To continue the boat analogy, changing the functions you use is like changing the materials you use to build the boat. An inflatable raft is going to be much lighter and easier to move than a wooden one, and either one is going to be much lighter than an ironclad ship. Similarly, there are some functions that have a higher calculation overhead than others, and some which can have dramatically different overhead costs depending on how they’re used.
In general, if you search for posts about optimizing efficiency in spreadsheets you’re going to get what seems like a lot of conflicting information. In one post it’ll tell you to avoid indirect() because it’s very high-cost, and in another post it’ll say to use indirect() to allow for a dynamically allocated countif() range. Fortunately, that sort of stuff is for very precise fine-tuning of efficiency, and I’ll leave that sort of thing for others to deal with. There’s a lot of options you can use to improve efficiency without getting into that level of precision.
For example, it’s universally agreed that having a countif() that’s larger than it needs to be is very wasteful. This makes sense — if you’ve only got 10 rows of data, but your countif() spans 100 rows, then that’s 90 rows it has to check for no good reason. But if you know that your data set will grow over time you can try to update your countif() every single time (very inefficient of your own time, and also prone to mistakes), you can force it to update itself by inserting the new data into the middle of the old data (this works if you never pass it on to anyone else and you never forget to do that yourself), you can make the range larger than you ever expect it to get (which as we just discussed is very inefficient), or you can use some other function that doesn’t require a pre-defined range.
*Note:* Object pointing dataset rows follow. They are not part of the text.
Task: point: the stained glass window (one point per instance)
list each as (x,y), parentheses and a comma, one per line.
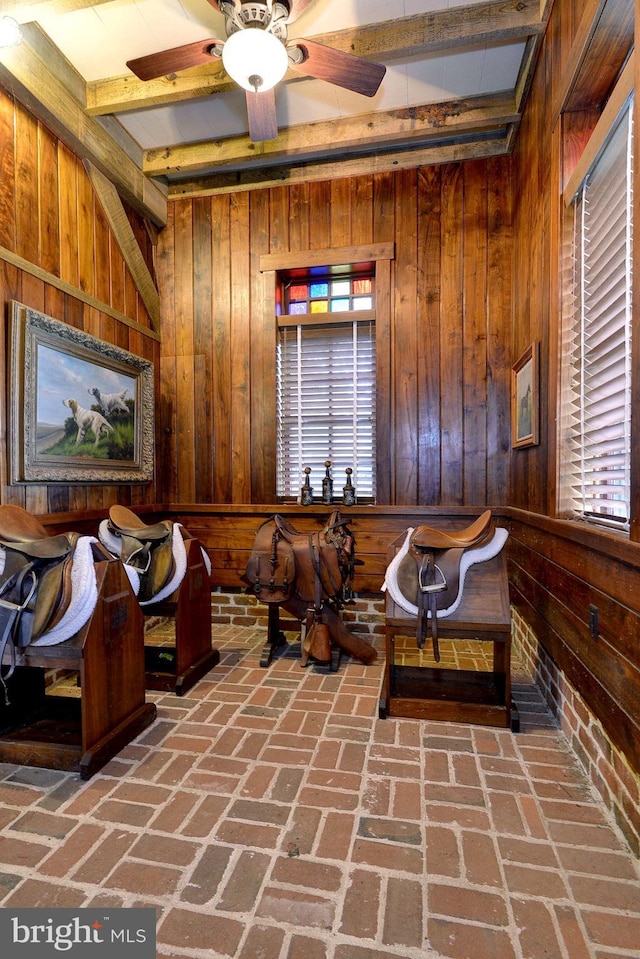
(340,295)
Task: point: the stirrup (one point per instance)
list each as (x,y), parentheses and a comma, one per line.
(438,585)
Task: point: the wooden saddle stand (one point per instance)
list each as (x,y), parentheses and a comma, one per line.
(309,575)
(453,585)
(151,551)
(38,584)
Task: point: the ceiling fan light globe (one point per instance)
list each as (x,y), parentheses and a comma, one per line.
(252,53)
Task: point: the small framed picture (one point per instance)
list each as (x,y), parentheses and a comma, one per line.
(525,399)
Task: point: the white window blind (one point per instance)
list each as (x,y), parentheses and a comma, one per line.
(326,405)
(597,347)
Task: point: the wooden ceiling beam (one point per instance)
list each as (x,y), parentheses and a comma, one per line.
(36,74)
(251,179)
(410,127)
(492,22)
(24,11)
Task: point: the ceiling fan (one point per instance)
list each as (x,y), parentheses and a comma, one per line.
(255,56)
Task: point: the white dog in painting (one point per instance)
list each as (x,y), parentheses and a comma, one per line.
(88,420)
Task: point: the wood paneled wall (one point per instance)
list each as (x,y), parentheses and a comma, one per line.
(444,362)
(50,218)
(559,569)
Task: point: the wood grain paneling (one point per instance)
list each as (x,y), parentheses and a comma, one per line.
(53,228)
(559,569)
(440,369)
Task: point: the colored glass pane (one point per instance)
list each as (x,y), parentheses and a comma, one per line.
(362,303)
(340,306)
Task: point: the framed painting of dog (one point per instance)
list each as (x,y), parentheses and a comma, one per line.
(81,410)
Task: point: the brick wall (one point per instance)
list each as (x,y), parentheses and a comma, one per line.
(235,608)
(607,769)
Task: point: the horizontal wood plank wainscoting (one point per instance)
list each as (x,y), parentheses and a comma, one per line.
(576,592)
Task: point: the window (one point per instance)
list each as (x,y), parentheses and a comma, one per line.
(326,383)
(596,375)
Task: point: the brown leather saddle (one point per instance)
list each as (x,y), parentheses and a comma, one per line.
(429,573)
(35,582)
(148,549)
(316,567)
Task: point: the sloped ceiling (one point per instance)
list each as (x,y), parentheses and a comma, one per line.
(457,78)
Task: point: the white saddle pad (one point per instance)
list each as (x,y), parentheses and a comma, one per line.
(114,545)
(469,558)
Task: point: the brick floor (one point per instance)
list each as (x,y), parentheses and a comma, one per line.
(269,814)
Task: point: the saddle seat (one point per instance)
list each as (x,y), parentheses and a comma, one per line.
(20,531)
(127,523)
(430,572)
(154,555)
(47,584)
(426,537)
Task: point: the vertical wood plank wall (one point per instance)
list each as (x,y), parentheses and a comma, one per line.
(443,366)
(50,217)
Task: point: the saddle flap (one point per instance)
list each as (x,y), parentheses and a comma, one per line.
(271,571)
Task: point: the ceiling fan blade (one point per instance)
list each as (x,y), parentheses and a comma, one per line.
(343,69)
(261,109)
(171,61)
In this sort of situation, I find that incremental formulas work better for me than =countif(). Instead of a b1 having the formula =countif(a1:a100,”x”) I’d do =if(a1=”x”,b2+1,b2). You do have to copy the formula down to the new rows every time you add more data, but if you don’t then you can see at a glance that you haven’t done so — it’s not hidden in a formula that you have to actively check. As a result, you always have exactly as many if() calculations as you need, and no more.
Instead of countifs() I’d use a pair of columns: one would concatenate all the pieces I wanted to check, and then an incremental if() to count the number of matches. For example, instead of having =countifs(a1:a100,”John”,b1:b100,”Doe”) in column C, I’d have =concatenate(a1,” “,b1) in c1 and =if(c1=”John Doe”,d2+1,d2) in d1.
You can do this trick with =sumif(), too. Instead of =sumif(A1:A100,B1:B100,”x”), the formula would be =if(B1=”x”,A1+C2,C2).
All of this isn’t to say that =if() solves all problems, or anything like that! Taking the example from last week, if you wanted to convert a numeral (1, 2, 3, etc.) to a word (one, two, three, etc.) there’s a much more efficient way than any of the ones I showed: =choose(). Instead of any of the extremely long formulas I explained last week you could just do =choose(A1,”one”,”two”,”three”,”four”,”five”,”six”,”seven”,”eight”,”nine”,”ten”)
Of course, =choose() only works if A1 is something the spreadsheet recognizes as a number. If you were trying to convert from the words to the numerals you couldn’t use =choose(), but you could use =vlookup(). You’d just set up a table with the words in one column and the numerals in the next column, and use a formula like =vlookup(A1,table_numbers,2,0).